A Gentle Introduction to Sparse Matrices for Machine Learning
Matrices that contain mostly zero values are called sparse, distinct from matrices where most of the values are non-zero, called dense.
Large sparse matrices are common in general and especially in applied machine learning, such as in data that contains counts, data encodings that map categories to counts, and even in whole subfields of machine learning such as natural language processing.
It is computationally expensive to represent and work with sparse matrices as though they are dense, and much improvement in performance can be achieved by using representations and operations that specifically handle the matrix sparsity.
In this tutorial, you will discover sparse matrices, the issues they present, and how to work with them directly in Python.
After completing this tutorial, you will know:
- That sparse matrices contain mostly zero values and are distinct from dense matrices.
- The myriad of areas where you are likely to encounter sparse matrices in data, data preparation, and sub-fields of machine learning.
- That there are many efficient ways to store and work with sparse matrices and SciPy provides implementations that you can use directly.
Let’s get started.
A Gentle Introduction to Sparse Matrices for Machine Learning
Photo by CAJC: in the Rockies , some rights reserved.
Tutorial Overview
This tutorial is divided into 5 parts; they are:
- Sparse Matrix
- Problems with Sparsity
- Sparse Matrices in Machine Learning
- Working with Sparse Matrices
- Sparse Matrices in Python
Need help with Linear Algebra for Machine Learning?
Take my free 7-day email crash course now (with sample code).
Click to sign-up and also get a free PDF Ebook version of the course.
Sparse Matrix
A sparse matrix is a matrix that is comprised of mostly zero values.
Sparse matrices are distinct from matrices with mostly non-zero values, which are referred to as dense matrices.
A matrix is sparse if many of its coefficients are zero. The interest in sparsity arises because its exploitation can lead to enormous computational savings and because many large matrix problems that occur in practice are sparse.
— Page 1, Direct Methods for Sparse Matrices , Second Edition, 2017.
The sparsity of a matrix can be quantified with a score, which is the number of zero values in the matrix divided by the total number of elements in the matrix.
sparsity = count zero elements / total elements
Below is an example of a small 3 x 6 sparse matrix.
1, 0, 0, 1, 0, 0 A = (0, 0, 2, 0, 0, 1) 0, 0, 0, 2, 0, 0
The example has 13 zero values of the 18 elements in the matrix, giving this matrix a sparsity score of 0.722 or about 72%.
Problems with Sparsity
Sparse matrices can cause problems with regards to space and time complexity.
Space Complexity
Very large matrices require a lot of memory, and some very large matrices that we wish to work with are sparse.
In practice, most large matrices are sparse — almost all entries are zeros.

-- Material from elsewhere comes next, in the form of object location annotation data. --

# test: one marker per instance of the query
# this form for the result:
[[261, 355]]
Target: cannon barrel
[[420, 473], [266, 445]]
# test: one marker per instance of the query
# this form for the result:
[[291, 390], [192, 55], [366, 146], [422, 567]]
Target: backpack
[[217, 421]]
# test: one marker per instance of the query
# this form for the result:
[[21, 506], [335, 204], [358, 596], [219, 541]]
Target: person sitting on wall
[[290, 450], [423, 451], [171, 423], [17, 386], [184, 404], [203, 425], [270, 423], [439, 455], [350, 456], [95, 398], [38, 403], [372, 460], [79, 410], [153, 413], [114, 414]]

— Page 465, Introduction to Linear Algebra , Fifth Edition, 2016.
An example of a very large matrix that is too large to be stored in memory is a link matrix that shows the links from one website to another.

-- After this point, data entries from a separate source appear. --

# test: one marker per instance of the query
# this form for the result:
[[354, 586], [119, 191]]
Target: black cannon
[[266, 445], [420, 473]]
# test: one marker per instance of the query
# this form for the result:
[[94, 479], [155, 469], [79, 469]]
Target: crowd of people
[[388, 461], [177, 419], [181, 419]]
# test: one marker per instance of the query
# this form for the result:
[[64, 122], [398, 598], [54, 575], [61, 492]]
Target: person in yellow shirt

An example of a smaller sparse matrix might be a word or term occurrence matrix for words in one book against all known words in English.
In both cases, the matrix contained is sparse with many more zero values than data values. The problem with representing these sparse matrices as dense matrices is that memory is required and must be allocated for each 32-bit or even 64-bit zero value in the matrix.
This is clearly a waste of memory resources as those zero values do not contain any information.
Time Complexity
Assuming a very large sparse matrix can be fit into memory, we will want to perform operations on this matrix.
Simply, if the matrix contains mostly zero-values, i.e. no data, then performing operations across this matrix may take a long time where the bulk of the computation performed will involve adding or multiplying zero values together.
It is wasteful to use general methods of linear algebra on such problems, because most of the O(N^3) arithmetic operations devoted to solving the set of equations or inverting the matrix involve zero operands.
— Page 75, Numerical Recipes: The Art of Scientific Computing , Third Edition, 2007.
This is a problem of increased time complexity of matrix operations that increases with the size of the matrix.
This problem is compounded when we consider that even trivial machine learning methods may require many operations on each row, column, or even across the entire matrix, resulting in vastly longer execution times.
Sparse Matrices in Machine Learning
Sparse matrices turn up a lot in applied machine learning.
In this section, we will look at some common examples to motivate you to be aware of the issues of sparsity.
Data
Sparse matrices come up in some specific types of data, most notably observations that record the occurrence or count of an activity.
Three examples include:
- Whether or not a user has watched a movie in a movie catalog.
- Whether or not a user has purchased a product in a product catalog.
- Count of the number of listens of a song in a song catalog.
Data Preparation
Sparse matrices come up in encoding schemes used in the preparation of data.
Three common examples include:
- One-hot encoding, used to represent categorical data as sparse binary vectors.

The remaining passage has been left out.